Au commencement de l'anime, l'intrigue est déjà fragilisée par son imprécision et son impertinence scénaristique. La série se nomme « Baki », qui est en principe le personnage principal, mais personne ne sait qui est Baki et on ne le voit quasiment jamais. C'est un personnage assez inactif et très mal écrit. Il y a certes des allusions au fait qu'il soit considéré comme l'homme le plus fort du Japon, ou du monde, je ne sais plus vraiment - qu'elle importance finalement ? - parce-qu'il aurait gagné la dernière édition du certain Tournoi Maximum se déroulant sans aucune règle dans une arène souterraine. Très rapidement, tout se mélange. De grands méchants criminels bien trop musclés et bien trop intelligents s'échappent simultanément de leur cellule de haute sécurité... Le propriétaire de l'arène souterraine, un vieil homme un peu cinglé, débarque dans le lycée de Baki avec un bâton de dynamite pour lui raconter une histoire fumeuse sur la synchronicité mondiale de la nitroglycérine qui ce serait changée simultanément en dynamite... Une logorrhée de conneries sans intérêt et omettant les principes de base de la chimie et de la mécanique des fluides, tout cela pour expliquer métaphoriquement pourquoi les cinq condamnés à mort se serait échapper en même temps et dans le même but.
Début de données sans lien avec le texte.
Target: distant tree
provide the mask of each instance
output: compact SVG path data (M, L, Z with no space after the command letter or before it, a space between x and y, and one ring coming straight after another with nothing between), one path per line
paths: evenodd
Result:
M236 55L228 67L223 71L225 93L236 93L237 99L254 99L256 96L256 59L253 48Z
Bref, on marche sur la tête, la série part dans tous les sens dès l'épisode pilote.


Le personnage de Baki disparaît ensuite et l'adaptation de Netflix se perd dans une pléthore de personnages dont on ignore leur importance et la raison de leur apparition, papillonnant de l'un à l'autre sans jamais offrir un peu de substance ou ne serait-ce qu'un contexte pour le spectateur qui ne sait pas ce qu'il regarde. L'anime tente alors de faire monter la tension en surjouant les attentes que l'on peut avoir autour des cinq condamnés à mort, désormais libres, présentés comme étant les hommes les plus dangereux et meurtriers sur Terre, sauf qu'en réalité l'intrigue s'embourbe complètement sur les 13 premiers épisodes - sur 26, soit toute la première partie - dans une narration sans aucun fil conducteur entre les nœuds et avec un Baki en arrière-plan, presque invisible. Là ou l'adaptation de Netflix est extrêmement décevante, c'est dans son incapacité à donner un sens à ce qui se déroule sous nos yeux de spectateurs. Une flopée de personnages débarquent subrepticement sans qu'on ne sache pourquoi, certains pour le Tournoi Maximum, d'autres pour Baki, d'autres pour des raisons obscures... On est vite dépassé par tous les personnages dans cette série chorale sans pouvoir dire qui est qui et quel est le rôle de chacun. Et puis tous ces protagonistes et antagonistes semblent tellement vains, caractérisés par la même autosatisfaction prétentieuse et le même but paradoxal : devenir le plus fort de la planète mais désirant de trouver quelqu'un capable de leur faire goûter à la défaite. Nous voilà donc avec des dizaines de personnages construits identiquement, bien loin de l'idée que l'on peut se faire de l'héroïsme et du sens du sacrifice.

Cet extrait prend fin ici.